Come avevamo scritto anche in passato: “L’argomento è estremamente delicato e difficile da sciogliere per le tante implicazioni. Certamente possiamo partire da un assunto: esiste una stretta correlazione tra scuola/istruzione e una cittadinanza realmente attiva e partecipata (ne abbiamo parlato anche in un altro post), a maggior ragione in sistemi sociali, come il nostro, caratterizzati da scarsa (per non dire inesistente) mobilità sociale verticale e da un familismo (im)morale diffuso che rendono ancora questa società fortemente corporativa e resiliente al (vero e profondo) cambiamento e all’innovazione sociale. Nelle società avanzate (non solo), scuole, istruzione e formazione rappresentano da sempre le uniche possibilità di riscatto sociale e di miglioramento della propria condizione sociale di partenza; ancora di più lo potrebbero/dovrebbero essere in una società rigidamente strutturata…insomma gli unici “ascensori sociali”, ormai (purtroppo) quasi del tutto bloccati da tempo: la crisi dei sistemi di welfare completa un quadro estremamente problematico che, nel rendere la precarietà condizione esistenziale, ha determinato un indebolimento dei meccanismi di solidarietà, mettendo in discussione il contratto sociale anche tra le generazioni, tra le quali è in atto una dinamica conflittuale”.

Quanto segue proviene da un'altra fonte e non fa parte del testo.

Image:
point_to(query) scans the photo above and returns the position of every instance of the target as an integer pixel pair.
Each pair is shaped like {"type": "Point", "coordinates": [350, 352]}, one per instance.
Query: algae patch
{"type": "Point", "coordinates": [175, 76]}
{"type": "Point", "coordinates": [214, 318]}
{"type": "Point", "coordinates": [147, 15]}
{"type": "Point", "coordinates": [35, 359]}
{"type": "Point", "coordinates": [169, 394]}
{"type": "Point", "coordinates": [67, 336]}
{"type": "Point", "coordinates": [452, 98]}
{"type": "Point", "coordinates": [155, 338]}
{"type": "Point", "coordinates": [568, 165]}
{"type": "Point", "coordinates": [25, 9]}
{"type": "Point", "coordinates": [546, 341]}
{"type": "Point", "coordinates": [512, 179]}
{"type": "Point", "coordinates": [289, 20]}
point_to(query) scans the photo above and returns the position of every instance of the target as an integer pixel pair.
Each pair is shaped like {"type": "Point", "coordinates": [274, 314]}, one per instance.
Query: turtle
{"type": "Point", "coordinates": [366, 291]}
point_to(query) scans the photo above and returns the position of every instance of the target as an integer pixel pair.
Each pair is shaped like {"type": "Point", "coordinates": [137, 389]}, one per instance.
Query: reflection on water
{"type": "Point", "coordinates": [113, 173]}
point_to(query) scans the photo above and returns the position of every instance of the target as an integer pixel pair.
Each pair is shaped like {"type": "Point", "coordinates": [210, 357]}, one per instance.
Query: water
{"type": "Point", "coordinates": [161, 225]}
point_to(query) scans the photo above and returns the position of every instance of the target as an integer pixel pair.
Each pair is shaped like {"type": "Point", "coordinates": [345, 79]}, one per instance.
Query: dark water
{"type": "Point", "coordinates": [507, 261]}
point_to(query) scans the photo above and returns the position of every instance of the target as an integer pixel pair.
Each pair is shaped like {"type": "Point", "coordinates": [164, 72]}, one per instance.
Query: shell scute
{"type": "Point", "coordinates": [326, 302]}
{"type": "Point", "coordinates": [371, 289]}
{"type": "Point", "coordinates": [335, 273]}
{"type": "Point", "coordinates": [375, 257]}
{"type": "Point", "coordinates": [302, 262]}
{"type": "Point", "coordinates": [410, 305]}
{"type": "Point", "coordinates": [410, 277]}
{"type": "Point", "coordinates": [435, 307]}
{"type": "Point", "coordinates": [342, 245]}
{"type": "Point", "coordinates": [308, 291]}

Mai dimenticare, in tal senso, che scuola e istruzione non di qualità (concetto che andrebbe sciolto) creano le condizioni strutturali per una società diseguale, non in grado di garantire neanche le condizioni di eguaglianza delle opportunità di partenza. Germi della “questione culturale” e di quella che ho chiamato la “società asimmetrica” (Dominici)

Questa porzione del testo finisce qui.